Arco-íris cinza
- Maria Gisele Knust
- 8 de jan. de 2015
- 2 min de leitura
Pelas orelhas. Foi como o agarrei bem forte e o puxei para junto de mim. O apertei contra o meu peito na esperança que, mesmo sem ver, ele me reconhecesse pelo tum-tum de outrora. Afinal, passara nove meses embalado nesse batimento sem fim. Ele estava sem roupa, talvez sem alma também. Tirei a minha e lhe dei. A roupa, naturalmente, a alma, mesmo que eu desejasse lhe dar, não era permitido. Enquanto eu chorava esganada, tentando expurgar todo o medo que senti de não o ver mais, ele mantinha o mesmo silêncio de nove meses de cativeiro. Eu queria engoli-lo, para dentro do meu ventre ele ficar protegido para sempre. Soltei as orelhas e o envolvi tão forte em meus braços que os paramédicos interviram para que eu não o machucasse ainda mais. Ele desmaiou. Não existe nada mais violento do que duas buchas de algodão metidas no nariz de alguém. Eu agradeci por reencontrá-lo ainda quentinho. Poderia estar frio. E abraçar alguém frio é doloroso demais. Eu já vivenciei algumas tempestades na minha vida, e em todas elas eu percebia que se o meu coração estivesse em paz eu veria que um arco-íris cada nuvem traz.

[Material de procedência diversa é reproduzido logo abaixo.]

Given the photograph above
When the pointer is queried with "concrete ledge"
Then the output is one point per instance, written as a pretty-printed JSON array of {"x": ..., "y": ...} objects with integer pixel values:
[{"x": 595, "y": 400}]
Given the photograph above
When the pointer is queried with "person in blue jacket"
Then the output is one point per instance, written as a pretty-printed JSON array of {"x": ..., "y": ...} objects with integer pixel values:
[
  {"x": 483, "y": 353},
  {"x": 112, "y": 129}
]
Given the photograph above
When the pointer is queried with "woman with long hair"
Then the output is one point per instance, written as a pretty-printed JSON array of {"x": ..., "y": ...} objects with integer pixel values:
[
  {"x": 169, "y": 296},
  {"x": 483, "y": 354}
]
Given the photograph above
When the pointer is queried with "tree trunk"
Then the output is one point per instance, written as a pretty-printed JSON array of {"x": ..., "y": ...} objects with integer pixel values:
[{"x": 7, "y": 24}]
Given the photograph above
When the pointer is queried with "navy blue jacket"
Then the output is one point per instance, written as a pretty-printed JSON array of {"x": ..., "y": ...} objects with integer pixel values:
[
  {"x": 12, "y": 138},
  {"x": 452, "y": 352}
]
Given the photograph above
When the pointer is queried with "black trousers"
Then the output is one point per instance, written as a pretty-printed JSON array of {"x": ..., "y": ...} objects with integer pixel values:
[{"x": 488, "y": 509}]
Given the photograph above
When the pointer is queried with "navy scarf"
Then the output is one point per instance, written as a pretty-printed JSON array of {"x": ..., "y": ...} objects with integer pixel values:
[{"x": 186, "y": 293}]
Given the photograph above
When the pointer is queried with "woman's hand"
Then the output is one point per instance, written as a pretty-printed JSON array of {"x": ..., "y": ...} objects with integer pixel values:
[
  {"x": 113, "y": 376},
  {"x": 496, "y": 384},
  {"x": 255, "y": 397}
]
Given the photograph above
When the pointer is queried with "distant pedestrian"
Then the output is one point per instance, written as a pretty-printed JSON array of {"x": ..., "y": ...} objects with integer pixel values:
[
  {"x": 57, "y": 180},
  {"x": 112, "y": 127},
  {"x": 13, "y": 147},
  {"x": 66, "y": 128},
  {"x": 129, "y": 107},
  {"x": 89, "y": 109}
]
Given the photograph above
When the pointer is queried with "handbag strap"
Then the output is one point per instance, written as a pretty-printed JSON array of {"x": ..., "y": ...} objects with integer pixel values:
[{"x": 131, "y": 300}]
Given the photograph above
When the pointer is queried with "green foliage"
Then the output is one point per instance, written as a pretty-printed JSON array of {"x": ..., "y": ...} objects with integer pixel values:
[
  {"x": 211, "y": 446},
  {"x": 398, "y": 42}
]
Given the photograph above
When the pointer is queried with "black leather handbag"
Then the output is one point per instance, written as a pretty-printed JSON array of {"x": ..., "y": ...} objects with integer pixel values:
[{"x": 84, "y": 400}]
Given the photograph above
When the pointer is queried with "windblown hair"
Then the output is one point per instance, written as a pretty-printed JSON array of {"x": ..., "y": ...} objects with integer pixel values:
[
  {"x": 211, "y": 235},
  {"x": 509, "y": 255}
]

Na primeira vez que o seu coração é destruído você descobre uma força que não sabe que existe dentro de você e o reconstrói. Quando seu coração é destruído pela segunda vez, você conhece a força que tem, com um pouco mais de paciência, você faz tudo de novo. Mas quando o seu coração, todo remendado, é destruído pela terceira ou quarta vez, você se dá o direito de permanecer triste para sempre. O que os tanques de guerra podem destruir de uma cidade em ruínas? O sequestro do meu filho foi a maior tempestade da minha vida. Reencontrá-lo, meu arco-íris cinza.